1. Bought from Seaouke Yue [You Xiaoxi] 游筱溪, of Shanghai 上海, in New York. For price, see Original Miscellaneous list, p. 232.
2. (Undated Folder Sheet note) Original attribution: Chou [Zhou] 周. See further, S.I. 1042, Appendix VIII. Said to have been excavated in Shansi [Shanxi] 山西. See Paragraph 5.
3. (Undated Folder Sheet note) Sp. G. is 2.893.
4. (Archibald Gibson Wenley, 1945) Chou [Zhou] 周 dynasty.

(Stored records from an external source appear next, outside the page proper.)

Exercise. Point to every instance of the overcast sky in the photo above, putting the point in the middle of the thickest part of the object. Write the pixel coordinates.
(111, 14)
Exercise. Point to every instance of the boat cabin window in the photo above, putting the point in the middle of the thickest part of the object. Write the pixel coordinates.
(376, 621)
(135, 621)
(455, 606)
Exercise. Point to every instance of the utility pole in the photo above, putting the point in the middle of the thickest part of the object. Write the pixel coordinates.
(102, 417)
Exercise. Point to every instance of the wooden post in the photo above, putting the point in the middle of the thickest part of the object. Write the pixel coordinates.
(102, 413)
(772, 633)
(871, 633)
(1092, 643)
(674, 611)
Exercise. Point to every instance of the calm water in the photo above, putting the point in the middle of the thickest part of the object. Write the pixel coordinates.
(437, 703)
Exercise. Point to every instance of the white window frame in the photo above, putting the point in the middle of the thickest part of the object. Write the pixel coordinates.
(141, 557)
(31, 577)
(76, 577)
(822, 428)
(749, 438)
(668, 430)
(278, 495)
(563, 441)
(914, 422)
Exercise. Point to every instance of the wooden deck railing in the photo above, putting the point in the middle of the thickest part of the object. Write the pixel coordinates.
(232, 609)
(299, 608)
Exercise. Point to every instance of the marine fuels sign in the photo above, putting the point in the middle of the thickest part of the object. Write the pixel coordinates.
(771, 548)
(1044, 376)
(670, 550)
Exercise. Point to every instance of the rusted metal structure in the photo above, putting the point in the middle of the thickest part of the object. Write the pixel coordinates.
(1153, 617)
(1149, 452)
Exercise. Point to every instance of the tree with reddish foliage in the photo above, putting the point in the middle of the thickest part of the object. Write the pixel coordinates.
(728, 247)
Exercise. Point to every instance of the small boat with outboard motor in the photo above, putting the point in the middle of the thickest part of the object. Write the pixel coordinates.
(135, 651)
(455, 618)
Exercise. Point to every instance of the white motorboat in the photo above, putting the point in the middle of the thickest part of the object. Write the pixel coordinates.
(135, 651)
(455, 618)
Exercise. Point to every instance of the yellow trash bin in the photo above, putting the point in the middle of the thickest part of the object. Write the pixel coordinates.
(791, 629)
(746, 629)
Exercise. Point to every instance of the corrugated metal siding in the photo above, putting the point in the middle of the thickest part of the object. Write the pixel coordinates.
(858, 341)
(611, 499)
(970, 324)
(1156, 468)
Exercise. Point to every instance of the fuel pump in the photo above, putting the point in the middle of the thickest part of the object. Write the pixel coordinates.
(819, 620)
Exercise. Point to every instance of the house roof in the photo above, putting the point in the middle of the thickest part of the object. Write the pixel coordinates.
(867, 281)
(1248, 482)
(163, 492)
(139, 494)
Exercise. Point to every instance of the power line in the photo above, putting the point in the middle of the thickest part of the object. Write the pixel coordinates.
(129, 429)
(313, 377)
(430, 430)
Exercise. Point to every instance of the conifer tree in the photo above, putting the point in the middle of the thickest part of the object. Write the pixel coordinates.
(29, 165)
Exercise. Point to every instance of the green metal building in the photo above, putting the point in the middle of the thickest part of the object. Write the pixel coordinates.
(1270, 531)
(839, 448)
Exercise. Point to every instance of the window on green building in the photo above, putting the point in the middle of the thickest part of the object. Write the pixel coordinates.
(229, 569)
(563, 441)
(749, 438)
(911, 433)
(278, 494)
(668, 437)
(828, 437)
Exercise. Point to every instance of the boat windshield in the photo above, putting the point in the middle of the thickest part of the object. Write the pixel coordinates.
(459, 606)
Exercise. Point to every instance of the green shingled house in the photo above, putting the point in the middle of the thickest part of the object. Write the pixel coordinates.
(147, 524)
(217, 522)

5. (H. Elise Buckman, 1964) The Envelope File contained no further information, and has now been destroyed.
6. (Thomas Lawton, 1978) Warring States period.
7. (Julia K. Murray, 1981) This object was published (as Western Chou [Zhou] 周) in Ueyama Shunpei 上山春平, "The Six Ministries (Liu guan 六官) in the Chou li [Zhouli] 周禮 and the Cubical Divine Symbol (Fang ming 方明) in the Yi li 儀禮 = 周禮の六官制と方明," Toho gakuho 東方學報 53 (1981), p. 165, fig. 3, left. (The attribution to the Western Chou [Zhou] 周 period seems wrong in view of the Warring States style of raised curls appearing as surface ornament on the piece.)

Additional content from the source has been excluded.